OpenAI recently introduced a powerful feature called Predicted Outputs, which quietly entered the scene without much attention from the technical media—an oversight that deserves correction. I noticed that they mentioned this on X in their developer account, but it didn't get much publicity. I decided to draw attention to it because it's a really cool and useful feature.
Predicted Outputs significantly reduce latency for model responses, especially when much of the output is known ahead of time. This feature is particularly beneficial for applications that involve regenerating text documents or code files with minor modifications.
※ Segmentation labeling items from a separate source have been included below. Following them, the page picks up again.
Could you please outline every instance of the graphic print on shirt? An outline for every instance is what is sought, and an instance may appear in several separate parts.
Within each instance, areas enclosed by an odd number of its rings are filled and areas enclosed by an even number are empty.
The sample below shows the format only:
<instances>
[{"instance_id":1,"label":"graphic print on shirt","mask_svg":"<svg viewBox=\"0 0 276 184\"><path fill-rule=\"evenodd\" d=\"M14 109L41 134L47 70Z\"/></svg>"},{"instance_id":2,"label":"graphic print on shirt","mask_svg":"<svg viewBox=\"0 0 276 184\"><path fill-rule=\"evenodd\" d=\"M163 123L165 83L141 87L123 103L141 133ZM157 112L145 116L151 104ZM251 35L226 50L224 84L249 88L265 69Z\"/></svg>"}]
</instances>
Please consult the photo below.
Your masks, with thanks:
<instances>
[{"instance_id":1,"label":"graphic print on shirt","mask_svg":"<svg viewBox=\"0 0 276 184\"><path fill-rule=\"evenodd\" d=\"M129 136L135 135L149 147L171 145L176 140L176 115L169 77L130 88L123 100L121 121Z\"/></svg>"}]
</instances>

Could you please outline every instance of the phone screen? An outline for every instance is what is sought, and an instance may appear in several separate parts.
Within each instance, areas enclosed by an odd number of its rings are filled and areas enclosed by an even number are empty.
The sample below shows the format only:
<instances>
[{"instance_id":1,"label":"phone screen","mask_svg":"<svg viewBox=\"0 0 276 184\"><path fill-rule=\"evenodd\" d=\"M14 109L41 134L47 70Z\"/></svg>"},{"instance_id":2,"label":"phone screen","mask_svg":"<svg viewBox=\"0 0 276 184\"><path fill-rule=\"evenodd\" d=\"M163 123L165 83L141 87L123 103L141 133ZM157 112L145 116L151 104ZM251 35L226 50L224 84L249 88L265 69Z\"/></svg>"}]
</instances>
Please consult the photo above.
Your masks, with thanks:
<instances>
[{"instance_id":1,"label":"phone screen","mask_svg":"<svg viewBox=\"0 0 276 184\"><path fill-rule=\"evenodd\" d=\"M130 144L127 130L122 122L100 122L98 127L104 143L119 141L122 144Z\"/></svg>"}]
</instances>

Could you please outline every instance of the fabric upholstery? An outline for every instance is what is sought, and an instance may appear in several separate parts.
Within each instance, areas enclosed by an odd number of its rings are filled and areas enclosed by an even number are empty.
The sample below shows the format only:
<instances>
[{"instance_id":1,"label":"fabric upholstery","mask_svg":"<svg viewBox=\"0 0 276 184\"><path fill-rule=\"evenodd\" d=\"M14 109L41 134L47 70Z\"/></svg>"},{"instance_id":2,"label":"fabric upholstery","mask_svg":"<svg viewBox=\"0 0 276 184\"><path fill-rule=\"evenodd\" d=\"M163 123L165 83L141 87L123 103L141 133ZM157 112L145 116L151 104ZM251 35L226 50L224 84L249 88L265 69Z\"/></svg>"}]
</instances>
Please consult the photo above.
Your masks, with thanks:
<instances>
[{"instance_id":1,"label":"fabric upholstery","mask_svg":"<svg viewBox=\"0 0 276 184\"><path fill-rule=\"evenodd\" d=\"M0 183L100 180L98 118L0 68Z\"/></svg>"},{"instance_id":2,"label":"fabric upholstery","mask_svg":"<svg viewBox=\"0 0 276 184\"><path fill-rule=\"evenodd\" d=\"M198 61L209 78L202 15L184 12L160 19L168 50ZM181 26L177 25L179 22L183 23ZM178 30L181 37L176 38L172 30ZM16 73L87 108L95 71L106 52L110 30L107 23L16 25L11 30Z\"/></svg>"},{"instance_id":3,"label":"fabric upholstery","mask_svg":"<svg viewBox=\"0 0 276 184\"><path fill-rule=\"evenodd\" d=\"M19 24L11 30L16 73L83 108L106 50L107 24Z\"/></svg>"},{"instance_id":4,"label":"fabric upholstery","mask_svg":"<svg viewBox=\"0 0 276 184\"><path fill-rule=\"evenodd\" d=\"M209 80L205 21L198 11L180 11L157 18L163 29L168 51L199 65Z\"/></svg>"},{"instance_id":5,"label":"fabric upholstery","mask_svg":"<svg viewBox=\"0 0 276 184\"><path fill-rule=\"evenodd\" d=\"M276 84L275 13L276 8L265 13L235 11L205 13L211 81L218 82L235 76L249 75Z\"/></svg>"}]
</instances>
Predicted Outputs allow developers to speed up API responses from Chat Completions when the expected output is largely predictable. By providing a prediction of the expected response using the prediction
parameter in Chat Completions, the model can generate the required output more efficiently. This functionality is currently available with the latest gpt-4o and gpt-4o-mini models.
When you have a response where most of the content is already known, you can supply that expected content as a prediction to the model. The model then uses this prediction to expedite the generation of the response, reducing latency and improving performance.
Imagine you have a JSON configuration file that needs a minor update. Here's an example of such a file:
{
"appName": "MyApp",
"version": "1.0.0",
"settings": {
"enableFeatureX": false,
"maxUsers": 100
}
}
Suppose you want to update "enableFeatureX"
to true
. Instead of generating the entire file from scratch, you can provide the original file as a prediction and instruct the model to make the necessary change.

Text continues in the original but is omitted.